Od tego też czasu. Prezydent Lech Wałęsa, za pośrednictwem Milczanowskiego i kilku oddanych współpracowników dokonuje kwerendy wszelkich zasobów archiwalnych, wyszukując wszelkie dokumenty związane z działalnością TW Bolka.
Żadnej innej sprawie nie poświęcił się Wałęsa bez reszty – jak odnalezieniu i zniszczeniu, bądż zdekompletowaniu i sfałszowaniu, wszelkich oryginalnych dokumentów rejestracji, współpracy oraz pokwitowań pobranego wynagrodzenia -w archiwach SB i MSW.
Jest więc – Stanisław Rybiński – jedną z tych osób, aktywnie zaangażowanych, w proces ,,czyszczenia" archiwów. Na dodatek, albo na szczęście, postacią znaną historykom tamtego czasu :
„Naczelnik Wydziału Ewidencji i Archiwum S. Rybiński ponownie zabrał teczkę z magazynu i bez pokwitowania zaniósł ją przełożonym. Prawdopodobnie wówczas z teczki usunięto kopię dokumentacji dotyczącej L. Wałęsy, którą 1 czerwca 1992 r. w związku z realizacją ustawy lustracyjnej przesłano do Warszawy. W ten sposób bezpowrotnie zginął trzeci i ostatni komplet donosów TW ps. Bolek”

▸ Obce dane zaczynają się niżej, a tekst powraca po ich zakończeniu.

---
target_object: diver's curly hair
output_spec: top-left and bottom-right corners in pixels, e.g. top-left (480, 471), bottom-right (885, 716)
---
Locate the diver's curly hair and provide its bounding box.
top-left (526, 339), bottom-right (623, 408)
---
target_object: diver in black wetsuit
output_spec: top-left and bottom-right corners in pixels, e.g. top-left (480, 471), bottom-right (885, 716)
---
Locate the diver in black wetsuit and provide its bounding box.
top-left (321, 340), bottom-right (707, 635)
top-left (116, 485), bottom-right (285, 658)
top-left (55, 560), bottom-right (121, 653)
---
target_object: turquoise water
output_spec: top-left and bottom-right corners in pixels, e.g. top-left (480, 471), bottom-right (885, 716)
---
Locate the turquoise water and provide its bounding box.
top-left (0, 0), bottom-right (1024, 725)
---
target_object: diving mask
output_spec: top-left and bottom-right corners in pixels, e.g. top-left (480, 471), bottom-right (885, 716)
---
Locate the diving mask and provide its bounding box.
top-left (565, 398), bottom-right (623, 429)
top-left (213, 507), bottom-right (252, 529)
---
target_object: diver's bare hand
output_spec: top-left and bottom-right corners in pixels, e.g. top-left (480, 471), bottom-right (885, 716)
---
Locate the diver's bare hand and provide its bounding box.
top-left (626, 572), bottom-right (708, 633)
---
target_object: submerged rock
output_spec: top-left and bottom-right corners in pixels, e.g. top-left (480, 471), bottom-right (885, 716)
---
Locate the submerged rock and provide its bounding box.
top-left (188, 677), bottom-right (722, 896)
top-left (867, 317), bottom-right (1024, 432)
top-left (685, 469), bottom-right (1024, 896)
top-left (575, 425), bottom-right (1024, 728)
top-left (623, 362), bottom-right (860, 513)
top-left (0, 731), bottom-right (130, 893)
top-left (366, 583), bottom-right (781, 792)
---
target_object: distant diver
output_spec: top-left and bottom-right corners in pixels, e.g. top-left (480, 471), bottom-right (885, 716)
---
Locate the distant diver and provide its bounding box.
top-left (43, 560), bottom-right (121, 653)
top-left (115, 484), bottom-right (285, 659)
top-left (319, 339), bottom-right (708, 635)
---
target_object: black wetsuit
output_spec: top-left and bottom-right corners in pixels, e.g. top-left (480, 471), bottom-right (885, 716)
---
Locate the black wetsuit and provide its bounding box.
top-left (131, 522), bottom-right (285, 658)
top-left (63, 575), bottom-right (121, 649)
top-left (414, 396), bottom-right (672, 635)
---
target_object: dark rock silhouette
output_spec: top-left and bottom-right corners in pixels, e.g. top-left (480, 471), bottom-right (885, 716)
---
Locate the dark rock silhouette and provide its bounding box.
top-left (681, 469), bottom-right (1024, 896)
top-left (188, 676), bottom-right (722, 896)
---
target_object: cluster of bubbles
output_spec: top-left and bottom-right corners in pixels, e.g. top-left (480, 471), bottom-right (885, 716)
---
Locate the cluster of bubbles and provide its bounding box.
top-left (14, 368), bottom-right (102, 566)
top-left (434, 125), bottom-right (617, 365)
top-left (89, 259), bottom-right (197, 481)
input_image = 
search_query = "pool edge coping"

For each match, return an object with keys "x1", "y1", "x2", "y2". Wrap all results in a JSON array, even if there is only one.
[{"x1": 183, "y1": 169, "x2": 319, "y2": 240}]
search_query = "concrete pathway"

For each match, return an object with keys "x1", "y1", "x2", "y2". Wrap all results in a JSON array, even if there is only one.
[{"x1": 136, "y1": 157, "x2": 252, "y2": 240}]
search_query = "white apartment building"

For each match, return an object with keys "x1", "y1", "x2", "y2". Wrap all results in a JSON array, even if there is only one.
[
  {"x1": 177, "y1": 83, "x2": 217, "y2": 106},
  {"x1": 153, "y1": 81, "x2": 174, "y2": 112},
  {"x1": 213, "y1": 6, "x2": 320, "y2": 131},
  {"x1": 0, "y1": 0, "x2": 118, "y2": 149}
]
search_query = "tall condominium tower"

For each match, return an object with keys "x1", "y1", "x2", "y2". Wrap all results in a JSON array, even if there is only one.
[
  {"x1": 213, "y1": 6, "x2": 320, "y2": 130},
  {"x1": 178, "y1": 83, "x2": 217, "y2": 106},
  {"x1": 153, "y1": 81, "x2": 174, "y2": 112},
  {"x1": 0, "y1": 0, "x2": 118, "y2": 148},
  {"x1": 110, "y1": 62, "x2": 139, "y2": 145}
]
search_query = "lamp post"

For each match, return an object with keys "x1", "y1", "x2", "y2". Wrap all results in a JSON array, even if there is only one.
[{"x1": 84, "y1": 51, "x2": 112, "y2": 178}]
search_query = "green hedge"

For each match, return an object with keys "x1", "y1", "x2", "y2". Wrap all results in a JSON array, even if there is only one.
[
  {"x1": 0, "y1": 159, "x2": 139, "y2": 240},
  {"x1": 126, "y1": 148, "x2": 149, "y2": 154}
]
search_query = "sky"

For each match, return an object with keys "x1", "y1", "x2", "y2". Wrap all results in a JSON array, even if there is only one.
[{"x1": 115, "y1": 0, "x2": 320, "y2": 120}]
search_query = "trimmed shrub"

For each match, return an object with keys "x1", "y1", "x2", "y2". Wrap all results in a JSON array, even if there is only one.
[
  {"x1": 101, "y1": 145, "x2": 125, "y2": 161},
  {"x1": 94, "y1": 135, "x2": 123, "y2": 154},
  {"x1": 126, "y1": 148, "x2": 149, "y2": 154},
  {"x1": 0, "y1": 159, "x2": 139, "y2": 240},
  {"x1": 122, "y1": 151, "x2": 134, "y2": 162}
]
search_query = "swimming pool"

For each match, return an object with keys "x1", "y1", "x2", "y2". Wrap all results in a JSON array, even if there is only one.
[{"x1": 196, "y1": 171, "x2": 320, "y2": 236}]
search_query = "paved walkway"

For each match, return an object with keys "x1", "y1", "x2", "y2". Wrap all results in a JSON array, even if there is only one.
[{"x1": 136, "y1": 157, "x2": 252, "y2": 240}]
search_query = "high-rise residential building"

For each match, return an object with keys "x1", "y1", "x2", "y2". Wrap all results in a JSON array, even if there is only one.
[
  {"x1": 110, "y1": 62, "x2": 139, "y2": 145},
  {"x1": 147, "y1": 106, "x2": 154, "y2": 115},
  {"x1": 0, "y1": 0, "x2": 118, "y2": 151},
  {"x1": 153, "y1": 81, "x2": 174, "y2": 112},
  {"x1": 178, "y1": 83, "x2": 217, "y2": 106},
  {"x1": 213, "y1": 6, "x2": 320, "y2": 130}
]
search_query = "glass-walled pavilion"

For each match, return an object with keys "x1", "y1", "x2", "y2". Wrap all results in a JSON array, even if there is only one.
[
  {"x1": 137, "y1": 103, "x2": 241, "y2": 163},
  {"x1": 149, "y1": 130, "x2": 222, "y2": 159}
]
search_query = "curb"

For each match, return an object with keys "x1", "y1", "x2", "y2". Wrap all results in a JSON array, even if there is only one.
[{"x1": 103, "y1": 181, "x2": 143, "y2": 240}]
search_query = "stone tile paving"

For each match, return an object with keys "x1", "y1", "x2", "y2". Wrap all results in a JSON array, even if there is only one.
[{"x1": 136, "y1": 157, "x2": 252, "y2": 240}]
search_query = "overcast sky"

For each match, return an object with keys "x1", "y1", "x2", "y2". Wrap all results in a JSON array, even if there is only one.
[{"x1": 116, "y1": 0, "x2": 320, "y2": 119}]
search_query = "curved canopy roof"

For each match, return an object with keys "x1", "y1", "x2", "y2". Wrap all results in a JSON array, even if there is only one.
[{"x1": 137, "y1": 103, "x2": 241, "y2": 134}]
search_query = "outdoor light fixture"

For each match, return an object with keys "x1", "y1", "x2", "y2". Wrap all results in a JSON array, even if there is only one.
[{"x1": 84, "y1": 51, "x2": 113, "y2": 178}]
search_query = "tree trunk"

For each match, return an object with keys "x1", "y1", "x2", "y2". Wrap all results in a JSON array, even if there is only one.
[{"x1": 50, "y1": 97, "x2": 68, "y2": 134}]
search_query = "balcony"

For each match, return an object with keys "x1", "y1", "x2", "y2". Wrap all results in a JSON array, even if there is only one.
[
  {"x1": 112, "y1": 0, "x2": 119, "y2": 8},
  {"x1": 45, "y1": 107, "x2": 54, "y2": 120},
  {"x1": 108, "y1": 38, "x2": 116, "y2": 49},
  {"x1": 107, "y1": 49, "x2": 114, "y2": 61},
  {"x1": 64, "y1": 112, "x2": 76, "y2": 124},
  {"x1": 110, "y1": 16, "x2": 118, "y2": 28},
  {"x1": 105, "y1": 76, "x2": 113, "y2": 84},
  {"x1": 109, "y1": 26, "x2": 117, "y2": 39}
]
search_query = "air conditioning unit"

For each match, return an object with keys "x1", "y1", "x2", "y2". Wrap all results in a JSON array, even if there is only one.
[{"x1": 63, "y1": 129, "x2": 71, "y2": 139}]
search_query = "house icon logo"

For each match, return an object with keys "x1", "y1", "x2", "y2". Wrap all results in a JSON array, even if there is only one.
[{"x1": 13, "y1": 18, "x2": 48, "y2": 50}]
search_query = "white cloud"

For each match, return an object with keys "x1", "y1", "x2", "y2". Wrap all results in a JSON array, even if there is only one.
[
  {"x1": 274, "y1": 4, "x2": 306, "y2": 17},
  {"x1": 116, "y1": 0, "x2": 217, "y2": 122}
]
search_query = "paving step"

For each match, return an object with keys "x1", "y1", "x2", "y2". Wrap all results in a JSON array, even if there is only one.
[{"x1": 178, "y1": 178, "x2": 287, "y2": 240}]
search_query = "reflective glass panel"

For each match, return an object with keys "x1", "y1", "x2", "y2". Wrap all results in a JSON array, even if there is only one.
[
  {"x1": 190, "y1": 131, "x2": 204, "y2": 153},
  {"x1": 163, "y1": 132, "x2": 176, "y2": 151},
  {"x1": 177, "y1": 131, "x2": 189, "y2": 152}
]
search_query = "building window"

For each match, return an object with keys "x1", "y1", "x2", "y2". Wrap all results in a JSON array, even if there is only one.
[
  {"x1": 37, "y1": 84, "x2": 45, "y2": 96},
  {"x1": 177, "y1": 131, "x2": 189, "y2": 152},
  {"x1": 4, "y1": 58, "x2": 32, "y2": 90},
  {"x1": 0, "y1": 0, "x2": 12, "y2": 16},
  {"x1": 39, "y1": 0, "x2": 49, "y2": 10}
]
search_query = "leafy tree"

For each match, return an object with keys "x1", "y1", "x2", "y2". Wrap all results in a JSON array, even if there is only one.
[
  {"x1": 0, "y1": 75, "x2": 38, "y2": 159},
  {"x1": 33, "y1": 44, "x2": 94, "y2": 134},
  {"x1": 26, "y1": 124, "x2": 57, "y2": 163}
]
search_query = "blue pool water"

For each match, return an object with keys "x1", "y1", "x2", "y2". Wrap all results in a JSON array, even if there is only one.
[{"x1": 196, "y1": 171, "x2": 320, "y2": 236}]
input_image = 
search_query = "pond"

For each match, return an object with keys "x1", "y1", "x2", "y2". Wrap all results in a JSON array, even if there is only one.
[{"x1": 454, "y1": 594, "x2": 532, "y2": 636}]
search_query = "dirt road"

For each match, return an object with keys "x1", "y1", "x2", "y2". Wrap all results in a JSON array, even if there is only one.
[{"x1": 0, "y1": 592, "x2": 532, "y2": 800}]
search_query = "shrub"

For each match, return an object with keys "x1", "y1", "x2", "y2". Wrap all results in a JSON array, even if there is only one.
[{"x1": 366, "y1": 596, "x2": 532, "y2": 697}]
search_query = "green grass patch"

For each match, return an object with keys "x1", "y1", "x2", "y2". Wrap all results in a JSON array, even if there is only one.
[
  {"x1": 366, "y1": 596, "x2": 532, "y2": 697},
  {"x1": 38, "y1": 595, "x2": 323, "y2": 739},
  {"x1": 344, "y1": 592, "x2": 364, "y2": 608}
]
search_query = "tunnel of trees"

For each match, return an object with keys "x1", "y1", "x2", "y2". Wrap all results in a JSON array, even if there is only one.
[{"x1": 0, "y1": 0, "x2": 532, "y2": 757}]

Nie wystarczyła więc, Lechowi Wałęsie, rola społecznego, więc darmowego obrońcy na procesie Jaruzelskiego o rozjechany czołgami i utopiony we krwi Grudzień 1970 roku. W trakcie którego Wałęsa wydał taką oto opinię ,,Jaruzelski nie jest winien strzelania do stoczniowców – był za krótki". Jeżeli, zdaniem Wałęsy, generał armii, członek Politbiura i jednocześnie minister obrony jest ,,za krótki" na pełną odpowiedzialność za działania podległego mu wojska, to jasnym się staje dlaczego Wałęsa – Prezydent RP był za krótki, żeby dokładnie wyczyścić wszelkie archiwa.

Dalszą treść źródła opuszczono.